The Imposter (2012)
October 5, 2012 5 Comments
Texas, 1994; blonde-haired, blue-eyed Nicholas Barclay is told by his brother to walk home one night so as not to wake their mother, who works nights. He is never seen or heard from again. Spain, 1997; a boy claiming to be the missing Texan is found alone in a phone box by the side of the road, where he tells authorities that he has just escaped from his abusive captors. As the boy’s family welcome him home with open arms, sceptics Nancy Fisher, an FBI agent, and Charlie Parker, a private investigator, dig deeper into the initial disappearance to discover that Nicholas — who is now brown-eyed, darked-haired and speaks with a French accent — is in fact someone else entirely.
Director Bart Layton isn’t shy about giving away the identity of his eponymous imposter; Frédéric Bourdin is introduced right from the off as he attempts to apply some semblance of logic to his unbelievable actions. Bourdin is a curious figure, friendly enough to begin with but with an edge that becomes more and more insidious as the documentary goes on. What is most striking is the audacity of his plan: he doesn’t look or sound like Nicholas, due to his French-Albanian heritage, and has little understanding of American life beyond what he has seen in movies. In 1997, when Nicholas should have been sixteen years old and relieved to be home, Frédéric was pushing twenty-four and hid behind a pair of sunglasses and a scarf. Incredibly, none of this seemed to matter and he was accepted back into the family as if nothing had happened.
Bourdin makes for a compelling case study, and Layton rightly puts him front and centre for most of the film. His practised charms and expert cunning make for a character who is by turns amiable, fascinating and downright disturbing, his initial account seeming surprisingly honest before later developments reveal him to be somewhat of a monster. Such a term is much too evocative for The Imposter, however, and it is this stark, dispassionate description of events that separates it most from Clint Eastwood’s fraught and (in part at least) fabricated Changeling. Even the family, comprised of Nicholas’ sister, brother and mother, seem oddly detached from Bourdin’s deception. Not only did they accept him into their lives, but they duly follow the thriller-esque structure with a resigned, uneasy calm.

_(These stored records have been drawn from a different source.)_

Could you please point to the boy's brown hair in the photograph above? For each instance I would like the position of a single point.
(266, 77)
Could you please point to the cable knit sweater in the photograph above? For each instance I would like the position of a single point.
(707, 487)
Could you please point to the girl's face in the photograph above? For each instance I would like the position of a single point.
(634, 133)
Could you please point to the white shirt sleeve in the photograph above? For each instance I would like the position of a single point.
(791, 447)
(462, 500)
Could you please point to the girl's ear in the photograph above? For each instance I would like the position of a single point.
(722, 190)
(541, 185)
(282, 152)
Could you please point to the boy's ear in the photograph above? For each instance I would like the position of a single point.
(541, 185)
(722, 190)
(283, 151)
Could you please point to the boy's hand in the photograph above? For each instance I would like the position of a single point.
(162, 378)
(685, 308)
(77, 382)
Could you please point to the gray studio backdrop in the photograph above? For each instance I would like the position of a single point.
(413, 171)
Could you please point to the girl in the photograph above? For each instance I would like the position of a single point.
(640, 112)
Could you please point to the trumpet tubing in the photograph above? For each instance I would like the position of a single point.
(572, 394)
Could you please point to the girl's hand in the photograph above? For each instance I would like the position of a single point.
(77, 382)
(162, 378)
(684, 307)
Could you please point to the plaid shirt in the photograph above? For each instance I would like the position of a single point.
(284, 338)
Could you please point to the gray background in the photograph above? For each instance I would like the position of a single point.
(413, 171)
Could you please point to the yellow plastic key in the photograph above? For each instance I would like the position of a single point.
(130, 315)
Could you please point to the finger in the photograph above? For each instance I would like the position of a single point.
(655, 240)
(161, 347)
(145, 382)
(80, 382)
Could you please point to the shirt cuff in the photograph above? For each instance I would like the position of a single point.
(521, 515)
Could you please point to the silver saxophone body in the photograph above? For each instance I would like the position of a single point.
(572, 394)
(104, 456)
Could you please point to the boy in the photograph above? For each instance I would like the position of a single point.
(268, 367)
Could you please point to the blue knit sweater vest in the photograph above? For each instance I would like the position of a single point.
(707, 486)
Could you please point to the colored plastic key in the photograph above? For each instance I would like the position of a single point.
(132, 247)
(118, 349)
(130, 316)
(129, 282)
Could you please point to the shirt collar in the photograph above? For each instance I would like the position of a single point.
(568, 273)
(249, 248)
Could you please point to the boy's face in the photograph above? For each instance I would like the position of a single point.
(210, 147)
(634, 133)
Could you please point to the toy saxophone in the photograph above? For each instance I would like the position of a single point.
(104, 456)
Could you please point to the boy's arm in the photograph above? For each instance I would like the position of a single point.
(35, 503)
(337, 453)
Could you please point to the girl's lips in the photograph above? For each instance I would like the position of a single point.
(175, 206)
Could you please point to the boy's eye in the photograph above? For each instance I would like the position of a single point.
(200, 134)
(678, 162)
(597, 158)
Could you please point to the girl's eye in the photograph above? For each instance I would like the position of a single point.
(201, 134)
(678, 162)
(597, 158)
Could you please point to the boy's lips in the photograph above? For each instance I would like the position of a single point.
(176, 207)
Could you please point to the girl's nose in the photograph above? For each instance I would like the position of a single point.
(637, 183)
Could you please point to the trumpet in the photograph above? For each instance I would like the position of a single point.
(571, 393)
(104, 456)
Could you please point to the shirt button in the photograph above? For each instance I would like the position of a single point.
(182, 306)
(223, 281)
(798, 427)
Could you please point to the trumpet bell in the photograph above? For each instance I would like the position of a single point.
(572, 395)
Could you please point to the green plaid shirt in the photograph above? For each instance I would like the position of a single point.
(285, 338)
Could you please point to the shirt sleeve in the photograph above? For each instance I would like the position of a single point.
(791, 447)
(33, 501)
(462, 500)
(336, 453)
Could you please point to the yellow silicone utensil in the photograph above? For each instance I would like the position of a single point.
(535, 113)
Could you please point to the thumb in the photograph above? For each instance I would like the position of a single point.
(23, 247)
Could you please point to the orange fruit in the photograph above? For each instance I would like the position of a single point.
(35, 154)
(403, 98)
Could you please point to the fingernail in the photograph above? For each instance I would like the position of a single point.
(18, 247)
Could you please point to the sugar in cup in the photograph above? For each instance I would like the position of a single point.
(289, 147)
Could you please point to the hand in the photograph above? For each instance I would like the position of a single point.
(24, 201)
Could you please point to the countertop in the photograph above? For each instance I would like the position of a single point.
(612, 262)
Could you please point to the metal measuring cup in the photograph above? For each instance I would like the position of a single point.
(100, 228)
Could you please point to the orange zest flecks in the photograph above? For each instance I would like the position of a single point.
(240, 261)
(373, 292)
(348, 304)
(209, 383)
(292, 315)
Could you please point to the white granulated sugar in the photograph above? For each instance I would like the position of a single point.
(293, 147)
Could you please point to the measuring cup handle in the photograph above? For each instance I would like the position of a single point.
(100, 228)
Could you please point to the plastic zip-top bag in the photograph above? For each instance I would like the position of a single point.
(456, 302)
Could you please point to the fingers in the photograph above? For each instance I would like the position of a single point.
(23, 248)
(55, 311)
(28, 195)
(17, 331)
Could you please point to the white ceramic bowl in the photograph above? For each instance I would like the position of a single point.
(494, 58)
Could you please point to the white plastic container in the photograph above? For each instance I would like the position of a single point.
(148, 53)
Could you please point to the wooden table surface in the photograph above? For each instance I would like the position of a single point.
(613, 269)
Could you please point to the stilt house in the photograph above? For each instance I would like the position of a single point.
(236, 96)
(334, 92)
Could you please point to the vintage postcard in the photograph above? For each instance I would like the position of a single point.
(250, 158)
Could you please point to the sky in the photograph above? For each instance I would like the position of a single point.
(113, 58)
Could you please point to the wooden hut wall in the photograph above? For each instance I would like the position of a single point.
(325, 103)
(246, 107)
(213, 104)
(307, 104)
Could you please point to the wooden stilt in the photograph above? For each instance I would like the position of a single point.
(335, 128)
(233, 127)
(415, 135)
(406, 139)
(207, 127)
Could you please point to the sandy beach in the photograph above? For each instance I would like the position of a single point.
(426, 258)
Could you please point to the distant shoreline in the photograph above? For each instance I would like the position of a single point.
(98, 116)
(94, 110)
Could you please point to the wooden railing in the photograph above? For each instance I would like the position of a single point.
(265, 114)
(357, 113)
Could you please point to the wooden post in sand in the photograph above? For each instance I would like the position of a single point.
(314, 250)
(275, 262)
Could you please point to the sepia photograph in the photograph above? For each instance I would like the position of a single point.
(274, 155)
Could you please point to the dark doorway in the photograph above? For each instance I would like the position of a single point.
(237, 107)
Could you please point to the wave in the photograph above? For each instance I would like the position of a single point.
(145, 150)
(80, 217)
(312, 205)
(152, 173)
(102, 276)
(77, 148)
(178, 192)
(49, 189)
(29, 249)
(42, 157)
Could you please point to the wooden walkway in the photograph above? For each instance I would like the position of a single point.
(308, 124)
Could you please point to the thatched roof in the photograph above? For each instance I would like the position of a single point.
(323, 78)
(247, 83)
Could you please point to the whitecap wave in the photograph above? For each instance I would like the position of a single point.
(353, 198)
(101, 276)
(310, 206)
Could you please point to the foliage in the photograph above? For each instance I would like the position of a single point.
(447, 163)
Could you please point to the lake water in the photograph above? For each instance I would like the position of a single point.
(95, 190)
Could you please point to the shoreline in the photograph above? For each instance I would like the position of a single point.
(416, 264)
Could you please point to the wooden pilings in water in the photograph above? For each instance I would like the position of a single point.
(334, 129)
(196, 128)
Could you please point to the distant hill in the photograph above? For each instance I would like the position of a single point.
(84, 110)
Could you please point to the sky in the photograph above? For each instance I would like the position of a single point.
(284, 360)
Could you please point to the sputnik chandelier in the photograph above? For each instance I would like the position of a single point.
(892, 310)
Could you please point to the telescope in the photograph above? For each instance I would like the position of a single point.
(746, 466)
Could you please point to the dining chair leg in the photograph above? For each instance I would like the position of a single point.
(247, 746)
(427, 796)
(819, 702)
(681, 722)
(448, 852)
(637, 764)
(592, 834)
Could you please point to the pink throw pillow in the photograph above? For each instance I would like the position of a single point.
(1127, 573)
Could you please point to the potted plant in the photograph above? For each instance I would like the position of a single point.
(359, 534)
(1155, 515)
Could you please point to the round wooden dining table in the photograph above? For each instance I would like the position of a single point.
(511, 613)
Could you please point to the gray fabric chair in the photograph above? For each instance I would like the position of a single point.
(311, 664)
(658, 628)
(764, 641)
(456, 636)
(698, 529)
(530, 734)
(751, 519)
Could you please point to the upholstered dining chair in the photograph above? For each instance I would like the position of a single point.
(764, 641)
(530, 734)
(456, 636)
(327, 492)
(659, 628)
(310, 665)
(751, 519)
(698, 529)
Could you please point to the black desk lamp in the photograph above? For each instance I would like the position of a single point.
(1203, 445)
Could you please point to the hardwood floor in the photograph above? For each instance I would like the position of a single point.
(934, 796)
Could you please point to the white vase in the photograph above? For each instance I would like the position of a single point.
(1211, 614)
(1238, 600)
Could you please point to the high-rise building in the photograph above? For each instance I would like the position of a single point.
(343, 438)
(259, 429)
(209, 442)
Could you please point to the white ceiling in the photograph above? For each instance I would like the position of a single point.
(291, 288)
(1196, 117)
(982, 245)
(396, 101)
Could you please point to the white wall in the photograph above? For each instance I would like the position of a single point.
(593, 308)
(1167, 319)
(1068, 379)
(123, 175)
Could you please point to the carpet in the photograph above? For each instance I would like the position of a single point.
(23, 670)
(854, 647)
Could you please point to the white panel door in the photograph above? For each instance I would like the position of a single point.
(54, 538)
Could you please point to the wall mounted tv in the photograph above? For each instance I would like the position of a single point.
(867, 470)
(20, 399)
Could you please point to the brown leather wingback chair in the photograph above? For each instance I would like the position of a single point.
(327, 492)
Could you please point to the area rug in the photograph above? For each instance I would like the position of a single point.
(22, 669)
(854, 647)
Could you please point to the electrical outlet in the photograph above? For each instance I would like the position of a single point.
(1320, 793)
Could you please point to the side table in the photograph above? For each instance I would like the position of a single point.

While the identity of the imposter might be given away early on, there is still much mystery to fuel Layton’s documentary, not least the ease and unquestioning abandon with which he entered the United States and appeared to fool his namesake’s family. Beyond the sheer incredibility of the real-life story at its centre, Layton’s expert use of the documentary format further ensures that you are never less than 100% invested in what is unfolding onscreen. Comprising archive footage, exclusive interviews and various re-enactments, he not only pieces together a story that happened over a decade ago but does so in the most enthralling way possible. The most effective scenes involve various elements working in tandem, as both Bourdin and the actor playing him speak in unison. It’s enough to send a chill down your spine.
Having missed The Imposter when it played at the Edinburgh International Film Festival earlier this year (I got to see the likes of Eddie – The Sleepwalking Cannibal instead), I’ve spent the months since listening to everyone harp on about how amazing it is. Precautions after being let down after the similarly hyped Berberian Sound Studio, I was almost certain that the documentary would fail to live up to expectations. Not so. If anything, The Imposter is even more incredible, even more astonishing and even more fascinating than anyone has so far given it credit for.